By Clint Boulton  |  Posted 2011-02-26 Email Print this article Print
 
 
 
 
 
 
 

Google added Recipe View to its lineup of search results, helping users find meals to prepare but letting them refine search by cooking time, calorie count and ingredients.

Google Feb. 24 filled another hole in its sweeping search results refinements by adding Recipe View, accessible by a button users can click in the left-hand rail to learn how to concoct meals, desserts and other comestibles.

Google has offered recipe search in the traditional way, allowing users to type "veal saltimbocca," for example, in the search box to see suggested ways of preparing the meal.  

However, typing "veal saltimbocca" is really just another broad search in a sea of millions of generalized searches. Some cooks are looking to work with specific ingredients or time constraints for the meals they choose to prepare. Google said some 10 million of its daily searches are recipe related so it makes sense to make life easier for those searchers.

Clicking the "Recipes" button helps users choose the right recipe from search results by not only offering ratings and pictures, but providing filters for ingredients, cooking time and calorie count for health-conscious chefs.

Take that veal saltimbocca example. A searcher may want to find a recipe they can make that doesn't include lemon, a common ingredient in the dish, and takes 30 minutes or less to prepare.

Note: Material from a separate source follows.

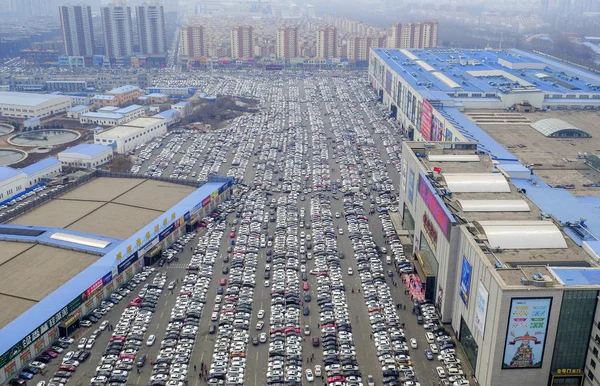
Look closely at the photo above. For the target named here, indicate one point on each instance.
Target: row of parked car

The searcher can simply click the "no" box next to lemon and then click the box for "less than 30 minutes" of cook time. Up pop results from reliable Websites such as Epicurious.com, About.com, Food.com and the FoodNetwork.com.

Will the recipes work? That depends on the degree of kitchen skill and finesse for the chef. Veal saltimbocca is a dish best flavored delicately because it often involves mixing lemon with cheese.

Additional features in Recipe View let search for recipes related to holidays, such as Christmas, or those created by celebrity chefs, such as Mario Batali.

Google Chef Scott Giambastiani shows searchers how to use Recipe View in this quick video demo. Recipe View is available now in the United States and Japan, and is coming to more countries later.

Some have noted that Google has "copied" Microsoft Bing again, as Bing has offered recipe search since January 2010.

However, it's important to note the instantiation is different. Do the same "veal saltimbocca" search on Bing and while you'll see recipe suggestions on the left, there are no ways to slice and dice results the way Google does by ingredients, cooking time and calorie count.  

Recipe View is a natural extension of the left-hand rail search refinements Google introduced last May.